O som da música, sobretudo nos finais de semana, parecia um só, que cobria desde a Rua do Arame até a Rua do Comércio, com os sons de centenas de radiolas se emendando. Era  difícil caminhar-se por essas ruas aos sábados e domingos, e praticamente impossível trafegar de carro.  Tamanha era a multidão de operários, garimpeiros, peões, comerciantes e desempregados que perambulavam pelas ruas.  As de maior movimento eram a do Arame e a Rua do Meio. 
             Entre as centenas de crimes impunes, uma emboscada para matar o Delegado de Polícia em 1983, de nome Deusélio resultou na morte de um cidadão comum com 18 tiros, no meio da Rua do Comércio.  O cidadão foi morto como forma dos assassinos descarregarem sua frustração por não terem apanhado o Delegado,  que, acometido de uma crise renal fora internado no Hospital de Carajás, donde os médicos não o deixaram sair.
           Os assassinos fugiram para Marabá. Mas,  uma semana depois já estavam de volta,  desta vez, desfilando para baixo e para cima na Rua do Comércio  com os revólveres expostos ostensivamente na cintura. 

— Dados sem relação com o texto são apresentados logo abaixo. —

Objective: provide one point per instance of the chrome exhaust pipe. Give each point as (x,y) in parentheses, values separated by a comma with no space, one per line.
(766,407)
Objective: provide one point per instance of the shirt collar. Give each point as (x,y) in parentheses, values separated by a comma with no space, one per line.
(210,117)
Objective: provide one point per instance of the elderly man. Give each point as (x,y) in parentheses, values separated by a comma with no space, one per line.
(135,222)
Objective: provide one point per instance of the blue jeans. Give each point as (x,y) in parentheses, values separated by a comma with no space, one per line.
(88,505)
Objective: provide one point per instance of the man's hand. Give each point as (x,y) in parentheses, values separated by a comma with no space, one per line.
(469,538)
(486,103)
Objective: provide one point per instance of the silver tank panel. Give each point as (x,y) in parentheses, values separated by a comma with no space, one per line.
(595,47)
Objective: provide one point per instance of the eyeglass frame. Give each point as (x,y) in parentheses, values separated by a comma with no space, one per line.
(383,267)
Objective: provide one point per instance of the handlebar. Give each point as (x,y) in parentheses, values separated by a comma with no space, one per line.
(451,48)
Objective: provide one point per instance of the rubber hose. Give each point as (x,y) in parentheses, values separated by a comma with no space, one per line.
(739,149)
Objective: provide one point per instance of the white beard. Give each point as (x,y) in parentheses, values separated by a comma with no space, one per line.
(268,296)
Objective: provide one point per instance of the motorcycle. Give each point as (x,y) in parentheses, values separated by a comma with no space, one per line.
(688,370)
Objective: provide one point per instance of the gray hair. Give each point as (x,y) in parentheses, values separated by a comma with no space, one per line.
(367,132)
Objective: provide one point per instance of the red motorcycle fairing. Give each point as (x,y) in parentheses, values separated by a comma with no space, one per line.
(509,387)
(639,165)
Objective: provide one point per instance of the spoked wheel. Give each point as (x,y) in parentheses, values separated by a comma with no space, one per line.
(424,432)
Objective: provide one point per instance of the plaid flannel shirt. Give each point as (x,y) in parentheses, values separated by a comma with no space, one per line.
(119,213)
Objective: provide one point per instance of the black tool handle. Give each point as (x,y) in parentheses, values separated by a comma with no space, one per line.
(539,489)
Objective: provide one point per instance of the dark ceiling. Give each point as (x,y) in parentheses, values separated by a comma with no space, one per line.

           Outra tentativa de assassinato que marcou na memória da população foi a  frustrada tentativa  contra o advogado  Dr. Hérmogenes. Tesoureiro eleito numa chapa da associação de moradores e guardião da ata de apuração assinada inclusive pelos adversários   numa tarde de sábado;  na segunda-feira   seguinte o advogado foi pressionado por membros da chapa derrotada a entregar a Ata.  Ele se negou a entregá-la e foi para casa.  Assim que escureceu, pistoleiros atiraram contra ele na rua do Comércio, logo acima da feira.  Na escuridão o advogado conseguiu fugir e escapar ileso.